Menyusuri gang-gang kecil di Sanan mengingatkan masa-masa ketika saya duduk di sekolah dasar. Banyak teman-teman yang tinggal di kawasan Sanan, yang dari dulu dikenal dengan Sanan Tempe.
Ada yang menarik sekaligus mengundang rasa geli ketika saat itu saya sering melewati Sanan Tempe sambil menikmati segala aktivitas pembuatan tempe secara tradisional.
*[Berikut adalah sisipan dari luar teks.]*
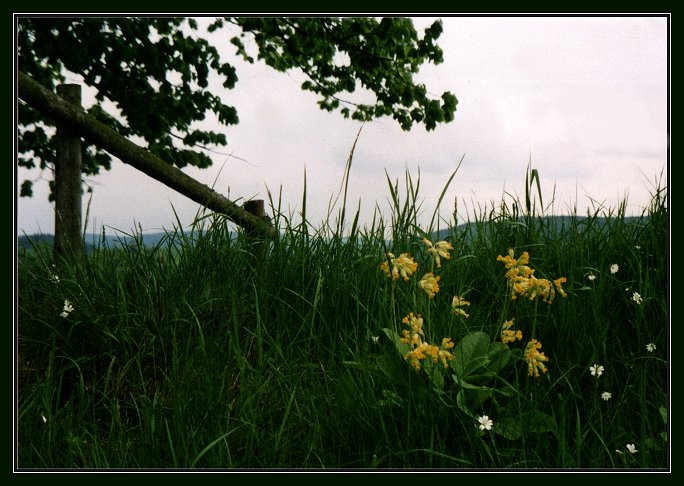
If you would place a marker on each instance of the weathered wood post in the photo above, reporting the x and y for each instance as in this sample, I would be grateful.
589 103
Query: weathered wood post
68 240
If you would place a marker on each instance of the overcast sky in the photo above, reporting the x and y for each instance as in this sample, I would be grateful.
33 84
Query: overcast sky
584 97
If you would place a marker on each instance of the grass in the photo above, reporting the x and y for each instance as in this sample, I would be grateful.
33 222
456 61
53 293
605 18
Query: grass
217 350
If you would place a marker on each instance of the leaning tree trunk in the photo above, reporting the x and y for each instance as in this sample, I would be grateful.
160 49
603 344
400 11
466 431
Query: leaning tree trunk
77 120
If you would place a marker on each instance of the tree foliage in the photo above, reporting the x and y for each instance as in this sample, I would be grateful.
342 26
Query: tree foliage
156 71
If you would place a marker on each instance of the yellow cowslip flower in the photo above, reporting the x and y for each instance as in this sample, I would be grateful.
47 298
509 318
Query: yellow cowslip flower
508 335
429 283
456 304
535 359
510 261
403 266
418 354
438 251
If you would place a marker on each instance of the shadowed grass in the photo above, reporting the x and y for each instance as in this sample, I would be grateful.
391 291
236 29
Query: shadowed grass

Bagaimana tidak geli, dahulu untuk memisahkan kedelai dari kulitnya dilakukan senam khusus, alias diinjak-injak dalam bak semacam kolam besar.
Dan yang membuat geli adalah ibu-ibu atau nenek-nenek yang menginjak-injak biji kedelai selalu menaikkan kain panjangnya di atas lutut, bergoyang megal-megol atau menggoyangkan pinggul kanan kiri, menginjak-injakkan kaki ke genangan kedelai hingga kulit kedelai terlepas.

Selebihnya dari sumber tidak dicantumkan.